In betting, “Doubles is very popular. There’s a lot of people who don’t go to races but they’ll send a number, with somebody. Their kids ages or their anniversary; they just kind of do it to get a few buck for spare and they would do that. The double is the horse in the first race that comes in first, and the horse in the second race that comes in first,” and costs $2 to place. “On this one here, I bet the 1, the 5 and the 4 — one of these horses to come in first and if one of these horses come in first, I have a chance to hit the double.”
As a kid at age 7 or 8, “they used to have a different grand stand here, and usually after the racing they’d have an orchestra there and you had dancing … When I was a kid,” people would be lined up in front of the grand stand, “and sometimes if you wanted to watch the race you’d have to go between the tents and lean against the fence and watch the horses go by. No, racing had slowed down a lot, and you can tell because the Lewiston fair has closed,” and its racetrack, which had yearround racing. “To me they had a lot of gamblers there because they had a lot of French workers there. You had I think seven textile mills there, so you had a lot of these people who used to go hang out at the race track.

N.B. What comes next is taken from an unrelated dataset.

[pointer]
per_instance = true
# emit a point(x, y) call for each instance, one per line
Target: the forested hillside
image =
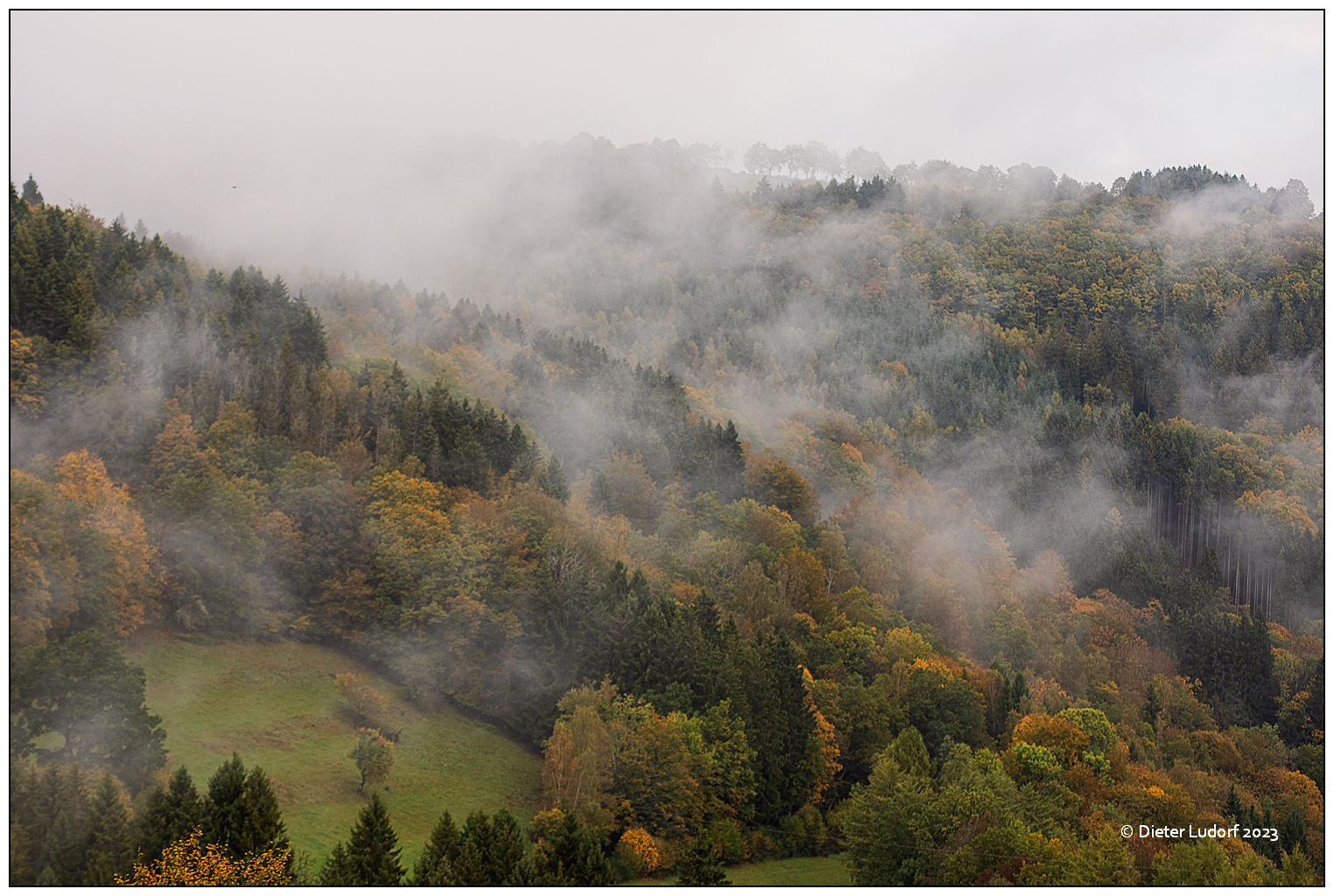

Like everything else, you hate to see the old things go and new stuff come up.”
Monday, “It’s a kind of a perfect day to me because I’m not sitting here today,” but a nice breeze instead. The night before, “I stayed the whole time and I got to meet some bums that I use to bum around with, and some relatives I hadn’t seen for a while.”
Brillant, who came three hours early with Sawyer before the race Monday and with about an hour before the first race, said, “Right now you watching the horse and they’re just warming up. The best time to watch the horses is when they’re warming up before the race, the whole line up. You’ve got to check the horses out and see how they’re running.
“I’ll tell you a little secret. Everybody seems to have their own system,” when it comes to choosing winners. With race program and pen in hand, “What I do, is I add up the last three times that horse ran,” and look for the best averages, and check the odds listed. He also goes “by how much money they’ve made… and where they’ve run before,” such as Bangor, Presque Isle, Scarborough and sometimes New York.
Last year, he lost some money at the Topsham Fair and other tracks, but does well at Windsor Fair where he won $900 at the races in one day.
The more money you spend on a bet, the more you stand to win, and Brillant added he starts placing bigger bets “when I’m ahead. You try maybe some long shots.”